Alles kommt auf den Inhalt an, wirft der Prälat gewichtig ein. Die Botschaft kann ethisch und theologisch korrekt sein, das ist die eine Möglichkeit, aber wir sollten auch damit rechnen, dass sie uns absichtlich in die Irre führt. Theologisch kann ich für meine Person voll und ganz die Position vertreten, dass der Schöpfer der Welt nicht nur unseren Globus, sondern viele andere mit intelligenten Wesen besiedelt hat. Ich sehe nicht ein, warum er den ganzen Schöpfungsaufwand getrieben hätte, wenn am Ende das Leben doch nur an einem stecknadelkopfwinzigen Ort entsteht, während ganze Unendlichkeiten dürr, öde, unfruchtbar bleiben. Also eine Botschaft von anderen Wesen halte ich für durchaus möglich, im Grunde sogar für äußerst wahrscheinlich. Aber ich möchte in dieser Runde dennoch zur Vorsicht raten. Stellen Sie sich vor, der oder die Botschafter hätten von unserem wahren christlichen Gott bis heute kein Wort gehört. Vorstellbar ist das durchaus, auch uns hier auf dem blauen Planeten wurde die letzte und höchste Wahrheit ja erst vor zweitausend Jahren geschenkt. Stellen Sie sich also vor, dass die Botschaft von draußen voller ärgerlicher oder dummer Irrtümer steckt, die unsere Kirche schon längst überwunden hat. Wenn ich an diese Möglichkeit denke, mache ich mir ernsthafte Sorgen. Bedenken Sie, das Volk ist so leicht auf Abwege zu führen. Niemand weiß das besser als wir Theologen.
So ist es, mein Lieber, fällt Schdruschka mit heftigem Nicken ein. Genau deswegen bereitet mir die Botschaft so große Verlegenheit. Statt darin einen Triumph unserer Wissenschaft zu erblicken, den verdienten Lohn für unsere jahrelangen Bemühungen, weiß ich im Grunde nicht, was ich mit dem seltsamen Text anfangen soll. Die Absender stellen sich nicht vor, sie machen uns nicht erst einmal mit den Errungenschaften ihrer Kunst, Philosophie und Wissenschaft bekannt, wie sich das bei einem ersten Kennenlernen gehört, sondern konfrontieren uns gleich zu Beginn mit einem Problem, will sagen mit einem seltsamen Text, der für einen seriösen Forscher und Wissenschaftler eine Zumutung und eine Herausforderung ist. Offenbar verlangt man von mir eine Stellungnahme, man will mich zu Entscheidungen zwingen und zu einer moralischen Stellungnahme nötigen. Aber ich bin ein Empiriker, der sich an Fakten hält, die Wirklichkeit so beschreibt, wie sie ist. Mit moralischen Stellungnahmen habe ich absolut nichts zu tun. Das ist unwissenschaftlich. Diese Verantwortung kann ich nicht übernehmen.
Aha, so ist das also. Der Herr Astronom hat sein ganzes Leben lang auf den Moment gewartet, dass ihn ein intelligentes Signal aus dem Universum erreicht.
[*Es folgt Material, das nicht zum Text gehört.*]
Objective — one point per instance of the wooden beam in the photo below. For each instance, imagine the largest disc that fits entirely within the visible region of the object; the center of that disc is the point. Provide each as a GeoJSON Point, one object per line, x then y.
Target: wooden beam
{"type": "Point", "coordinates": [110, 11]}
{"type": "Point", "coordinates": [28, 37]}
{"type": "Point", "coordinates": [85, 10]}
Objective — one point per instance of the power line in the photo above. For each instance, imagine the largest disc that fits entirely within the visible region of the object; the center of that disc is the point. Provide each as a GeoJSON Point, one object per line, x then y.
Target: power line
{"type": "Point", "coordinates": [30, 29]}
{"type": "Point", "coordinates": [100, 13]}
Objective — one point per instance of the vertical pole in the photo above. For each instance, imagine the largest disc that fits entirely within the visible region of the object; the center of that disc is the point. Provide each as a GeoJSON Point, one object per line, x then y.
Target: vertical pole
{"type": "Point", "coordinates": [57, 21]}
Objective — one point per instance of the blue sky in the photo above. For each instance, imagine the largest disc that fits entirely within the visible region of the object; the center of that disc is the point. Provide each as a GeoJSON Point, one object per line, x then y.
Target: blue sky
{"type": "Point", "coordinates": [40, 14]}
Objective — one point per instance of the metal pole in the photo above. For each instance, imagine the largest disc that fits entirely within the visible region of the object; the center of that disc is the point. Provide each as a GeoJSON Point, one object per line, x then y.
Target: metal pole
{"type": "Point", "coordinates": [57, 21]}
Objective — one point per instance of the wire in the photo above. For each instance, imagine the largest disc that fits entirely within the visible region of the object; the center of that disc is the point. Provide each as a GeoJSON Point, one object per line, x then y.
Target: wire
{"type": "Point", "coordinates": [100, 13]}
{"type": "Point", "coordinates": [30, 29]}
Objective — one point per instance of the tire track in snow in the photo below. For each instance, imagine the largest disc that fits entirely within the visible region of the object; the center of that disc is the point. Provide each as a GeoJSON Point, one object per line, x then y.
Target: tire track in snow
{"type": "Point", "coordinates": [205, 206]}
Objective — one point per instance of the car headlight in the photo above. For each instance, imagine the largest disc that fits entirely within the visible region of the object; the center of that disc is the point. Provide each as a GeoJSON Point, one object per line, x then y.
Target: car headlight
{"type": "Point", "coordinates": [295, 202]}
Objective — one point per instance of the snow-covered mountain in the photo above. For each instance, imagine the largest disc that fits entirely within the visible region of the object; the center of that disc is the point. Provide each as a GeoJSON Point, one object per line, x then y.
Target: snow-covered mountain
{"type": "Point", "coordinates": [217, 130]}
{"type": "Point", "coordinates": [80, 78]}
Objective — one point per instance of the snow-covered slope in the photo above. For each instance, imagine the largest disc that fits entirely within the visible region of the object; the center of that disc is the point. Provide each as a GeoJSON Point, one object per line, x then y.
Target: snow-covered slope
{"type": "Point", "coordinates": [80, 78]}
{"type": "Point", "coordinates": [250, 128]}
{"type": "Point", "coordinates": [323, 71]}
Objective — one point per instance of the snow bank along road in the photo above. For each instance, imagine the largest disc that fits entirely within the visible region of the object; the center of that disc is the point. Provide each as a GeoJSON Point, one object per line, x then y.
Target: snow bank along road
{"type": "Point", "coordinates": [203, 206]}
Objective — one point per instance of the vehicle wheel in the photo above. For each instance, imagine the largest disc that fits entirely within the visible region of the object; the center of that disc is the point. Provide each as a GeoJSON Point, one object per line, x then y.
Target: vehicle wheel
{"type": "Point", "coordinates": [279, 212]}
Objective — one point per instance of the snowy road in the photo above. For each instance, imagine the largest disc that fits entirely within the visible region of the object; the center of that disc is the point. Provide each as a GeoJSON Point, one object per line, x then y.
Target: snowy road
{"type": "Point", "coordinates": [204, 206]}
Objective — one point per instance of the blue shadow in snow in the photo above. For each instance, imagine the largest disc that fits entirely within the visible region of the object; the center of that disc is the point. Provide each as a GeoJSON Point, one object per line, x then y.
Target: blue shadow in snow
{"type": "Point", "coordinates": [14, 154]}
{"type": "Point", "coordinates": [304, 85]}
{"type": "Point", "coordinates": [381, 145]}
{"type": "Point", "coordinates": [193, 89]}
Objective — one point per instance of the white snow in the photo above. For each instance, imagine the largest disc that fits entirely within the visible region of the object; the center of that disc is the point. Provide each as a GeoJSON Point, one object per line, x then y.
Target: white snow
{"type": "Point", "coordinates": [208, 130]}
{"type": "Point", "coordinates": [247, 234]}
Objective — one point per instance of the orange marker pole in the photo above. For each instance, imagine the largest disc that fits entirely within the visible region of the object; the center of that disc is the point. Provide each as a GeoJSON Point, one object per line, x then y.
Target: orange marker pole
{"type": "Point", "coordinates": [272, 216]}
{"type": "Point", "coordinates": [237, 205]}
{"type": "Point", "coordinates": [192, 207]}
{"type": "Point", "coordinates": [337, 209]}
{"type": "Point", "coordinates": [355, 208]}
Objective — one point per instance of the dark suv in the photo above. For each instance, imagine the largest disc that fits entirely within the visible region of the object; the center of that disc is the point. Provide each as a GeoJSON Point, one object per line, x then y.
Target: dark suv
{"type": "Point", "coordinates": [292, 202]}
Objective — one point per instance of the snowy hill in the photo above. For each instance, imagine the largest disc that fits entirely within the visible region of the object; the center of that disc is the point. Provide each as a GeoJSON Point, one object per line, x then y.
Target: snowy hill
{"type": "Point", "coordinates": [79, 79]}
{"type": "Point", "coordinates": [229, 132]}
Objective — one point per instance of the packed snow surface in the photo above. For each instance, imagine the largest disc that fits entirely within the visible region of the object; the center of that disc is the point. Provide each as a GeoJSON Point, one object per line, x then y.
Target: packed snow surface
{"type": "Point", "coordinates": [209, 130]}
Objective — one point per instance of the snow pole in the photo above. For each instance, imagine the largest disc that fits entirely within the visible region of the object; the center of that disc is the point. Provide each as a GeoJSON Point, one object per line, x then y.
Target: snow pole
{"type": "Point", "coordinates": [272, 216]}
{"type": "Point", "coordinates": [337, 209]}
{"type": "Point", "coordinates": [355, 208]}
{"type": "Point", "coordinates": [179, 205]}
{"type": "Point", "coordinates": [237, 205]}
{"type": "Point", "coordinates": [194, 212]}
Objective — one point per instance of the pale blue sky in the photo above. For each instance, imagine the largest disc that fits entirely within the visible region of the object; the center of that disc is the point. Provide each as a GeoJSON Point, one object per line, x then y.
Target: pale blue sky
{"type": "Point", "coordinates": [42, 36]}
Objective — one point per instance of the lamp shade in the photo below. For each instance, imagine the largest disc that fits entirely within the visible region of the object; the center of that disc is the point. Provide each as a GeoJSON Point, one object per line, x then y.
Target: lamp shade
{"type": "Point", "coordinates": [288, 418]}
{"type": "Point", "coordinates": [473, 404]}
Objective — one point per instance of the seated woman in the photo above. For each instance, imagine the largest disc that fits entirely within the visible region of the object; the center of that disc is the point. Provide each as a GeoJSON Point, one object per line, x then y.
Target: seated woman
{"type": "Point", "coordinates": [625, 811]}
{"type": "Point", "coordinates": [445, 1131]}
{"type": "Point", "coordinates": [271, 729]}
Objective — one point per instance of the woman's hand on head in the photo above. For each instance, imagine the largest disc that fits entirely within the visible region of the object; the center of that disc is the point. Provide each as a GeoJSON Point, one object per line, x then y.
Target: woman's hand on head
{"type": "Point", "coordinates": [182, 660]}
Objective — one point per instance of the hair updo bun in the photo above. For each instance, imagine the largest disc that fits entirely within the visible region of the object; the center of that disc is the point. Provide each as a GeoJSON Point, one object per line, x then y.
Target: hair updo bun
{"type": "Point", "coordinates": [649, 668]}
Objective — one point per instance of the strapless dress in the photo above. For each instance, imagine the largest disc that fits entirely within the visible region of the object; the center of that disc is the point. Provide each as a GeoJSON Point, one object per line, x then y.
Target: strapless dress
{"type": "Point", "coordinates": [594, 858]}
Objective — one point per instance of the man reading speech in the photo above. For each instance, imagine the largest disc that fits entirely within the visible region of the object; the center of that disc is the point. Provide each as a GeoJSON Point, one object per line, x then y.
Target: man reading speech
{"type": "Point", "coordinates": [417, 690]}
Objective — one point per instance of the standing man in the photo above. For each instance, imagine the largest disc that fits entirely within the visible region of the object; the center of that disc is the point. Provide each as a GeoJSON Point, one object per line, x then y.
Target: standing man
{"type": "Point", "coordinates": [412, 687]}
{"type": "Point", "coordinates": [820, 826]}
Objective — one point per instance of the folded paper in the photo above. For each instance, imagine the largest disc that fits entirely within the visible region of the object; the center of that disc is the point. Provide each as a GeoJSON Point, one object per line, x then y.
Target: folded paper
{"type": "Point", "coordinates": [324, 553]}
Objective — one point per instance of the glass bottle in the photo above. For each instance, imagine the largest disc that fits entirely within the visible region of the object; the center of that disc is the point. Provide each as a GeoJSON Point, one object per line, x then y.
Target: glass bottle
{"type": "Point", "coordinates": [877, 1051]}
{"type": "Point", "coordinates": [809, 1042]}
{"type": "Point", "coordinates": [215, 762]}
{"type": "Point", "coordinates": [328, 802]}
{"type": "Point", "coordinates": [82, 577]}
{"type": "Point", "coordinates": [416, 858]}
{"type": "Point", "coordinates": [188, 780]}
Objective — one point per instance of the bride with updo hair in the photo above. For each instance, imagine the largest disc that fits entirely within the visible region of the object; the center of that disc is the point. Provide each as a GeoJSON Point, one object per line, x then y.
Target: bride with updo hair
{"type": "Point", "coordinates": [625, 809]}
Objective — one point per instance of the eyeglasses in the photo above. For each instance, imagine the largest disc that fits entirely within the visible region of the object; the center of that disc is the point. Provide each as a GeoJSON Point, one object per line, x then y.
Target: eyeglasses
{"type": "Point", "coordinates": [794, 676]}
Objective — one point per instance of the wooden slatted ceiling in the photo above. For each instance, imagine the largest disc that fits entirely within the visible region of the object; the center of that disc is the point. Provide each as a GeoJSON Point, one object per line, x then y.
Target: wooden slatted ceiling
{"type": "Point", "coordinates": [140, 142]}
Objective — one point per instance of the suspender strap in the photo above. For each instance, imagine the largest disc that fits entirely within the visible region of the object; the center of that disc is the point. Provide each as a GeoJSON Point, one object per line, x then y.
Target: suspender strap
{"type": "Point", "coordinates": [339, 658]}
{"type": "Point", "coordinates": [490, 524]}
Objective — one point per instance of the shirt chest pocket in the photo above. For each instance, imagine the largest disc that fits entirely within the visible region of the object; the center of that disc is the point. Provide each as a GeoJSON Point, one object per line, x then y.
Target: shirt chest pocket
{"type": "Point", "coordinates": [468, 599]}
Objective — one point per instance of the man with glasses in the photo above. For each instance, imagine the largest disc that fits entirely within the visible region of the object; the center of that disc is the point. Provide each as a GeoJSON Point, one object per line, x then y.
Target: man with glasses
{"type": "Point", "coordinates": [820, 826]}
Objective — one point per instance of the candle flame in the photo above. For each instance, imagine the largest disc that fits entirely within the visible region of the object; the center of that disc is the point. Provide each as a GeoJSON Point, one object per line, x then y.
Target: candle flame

Jetzt ist es endlich da, dieses Signal, aber leider nicht so, wie er es sich vorgestellt hat. Schdruschka meinte wohl, dass der hohe Vertreter eines fernen Gestirns bei ihm höflich anklopfen und seine Visitenkarte bei ihm abgeben würde. Der Gast aus der Ferne würde eine Liste der letzten Erfindungen von Kunst und Technik einreichen und in aller Form um die Aufnahme diplomatischer Beziehungen bitten. So hatte sich Schdruschka die erste Begegnung vorgestellt, stattdessen verlangt man von ihm – welche Zumutung! - eine Stellungnahme. Das war ja höchst interessant.